Бейл повёз Лойфа домой. Кристин осталась. На первом круге её одиночного путешествия она не решилась достать из сумочки глазастый камень Эмери. Она боялась чего-то. Может быть, неизвестности. Может быть, того, что всё закончится ничем… На втором круге ей показалось, что она почувствовала место, где исчез Энди. Чтобы проверить свои неясные ощущения, она протянула руку и, шевеля пальцами, попробовала воздух: не отзовётся ли он как-то… и ничего особенного не уловила… и подумала, что на третьем круге всё-таки достанет глазастый камень и посмотрит на него… в его глаз…

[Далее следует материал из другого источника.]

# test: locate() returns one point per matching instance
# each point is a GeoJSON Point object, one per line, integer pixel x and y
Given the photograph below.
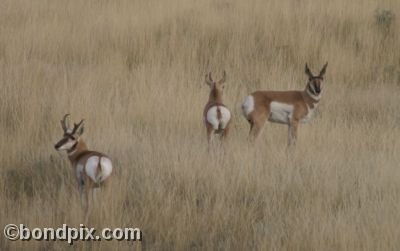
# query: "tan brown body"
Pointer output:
{"type": "Point", "coordinates": [285, 107]}
{"type": "Point", "coordinates": [91, 168]}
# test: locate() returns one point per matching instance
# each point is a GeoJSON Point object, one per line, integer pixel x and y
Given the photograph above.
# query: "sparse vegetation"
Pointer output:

Колесо обозрения не замечало, как расстаётся с одними созерцателями и принимает других. Оно бесстрастно ползло… вверх и вниз одновременно. Кабина Кристин снова приближалась к роковому месту. Кристин зажмурила глаза, на ощупь открыла сумочку и вынула из неё глазастый камень. «Как плохо, что колесо идёт так медленно, – подумала она. – Противная гигантская улитка. Растягивает время, каждый его миг. Ей бы возить тех, кому ничего не надо. Впрочем, она это и делает. Это ты здесь лишняя, секретарша сумасшедшего мальчика, влюбившаяся в приятеля сумасшедшего мальчика… Так ты решилась или не решилась? Решилась… вроде как. Противная улитка растягивает твою решимость до „вроде как“, превращает её в рассудительность, и ты начинаешь думать, что ещё можно дать задний ход, можно вспомнить, кто ты, и вернуться к себе прежней. И тогда ты не сойдёшь с ума, как Глэдис». Вдруг Кристин каким-то чутьём уловила (как порой улавливаешь на себе чей-то потаённый взгляд), что она поравнялась с невидимым окном и оно манит её, незримо и неслышно. Она, не мешкая, поднесла камень к лицу и открыла глаза… и тут же с криком отпрянула к противоположному бортику кабины. Если бы кто-то увидел её в это мгновение, то подумал бы, что её сшиб и заставил трепетать от ужаса ураган. Её бросило в нещадную дрожь. Сердце её колотилось так, словно хотело вырваться не только из её груди, но из этой клетки, повисшей над бездной.
– Не сойти с ума! Только не сойти с ума! – пробормотала Кристин и сжала кулаки, словно силясь удержать в них свой разум: он не хотел существовать, он хотел сгинуть, потому что не мог примириться с тем, что увидела Кристин. – Не сойти с ума! Не сойти с ума!..
Бейл уже вернулся в парк и ждал Кристин у колеса обозрения. Как только она вышла из кабины, он понял, что она не в себе. У неё был вид человека, которому угрожает опасность: она съёжилась, прижала руки к груди (в одной была сумочка, в другой – глазастый камень) и шла торопливо, но неуверенно, лицо её было бледно. Заметив Бейла, она кинулась к нему… уткнулась лицом в его плечо и расплакалась. Он почувствовал, что она дрожит словно в лихорадке.
– Тимоти, я не сошла с ума? – вдруг спросила она.
Он погладил её по голове и сказал:
– Если бы вашим единственным словом было слово «бездна», я бы, наверно, подумал так, но вряд ли бы признался вам.
Кристин засмеялась сквозь всхлипывания.
– Я не произнесла его случайно, – сказала она.
– Значит, вы случайно не сошли с ума.
– Да, Тимоти. И поэтому увезите меня отсюда быстрее.
На полпути к дому Бейлов она сказала:
– Я останусь у вас ещё на день. Так мне будет лучше.
– Кристин! Гостите столько, сколько вам понадобится. Во всяком случае, одного дня мало. Вам нужно хорошо-хорошо отдохнуть. Если…
– Тимоти, – перебила она его, – я видела…
Бейл ждал, пока Кристин переведёт дыхание.
– Я видела трещину… в пространстве. Она ширилась и готова была… принять меня. Я не выдержала этого. Я не смогла даже смотреть. Но я видела её.
– Значит, страна Торнтона существует?
– Не знаю.
Вечером Кристин позвонила сначала Маргарет Буштунц, потом Полине Фетер. Она соврала им, сказав, что Дэниел и Мэтью отправились с экспедицией на Тибет. Почему на Тибет, она и сама не знала. Просто в голову ей залетело слово «Тибет». Потом она гуляла с Дженни. Потом – одна, допоздна. Потом поговорила с Кэтлин, так, ни о чём: ей просто хотелось посидеть и послушать кого-нибудь. Потом она поднялась наверх, приняла душ и легла. И подумала: что она увидит, когда закроет глаза? Она закрыла глаза… и ничего не увидела. Это хорошо. Значит, она успокоилась и сможет уснуть.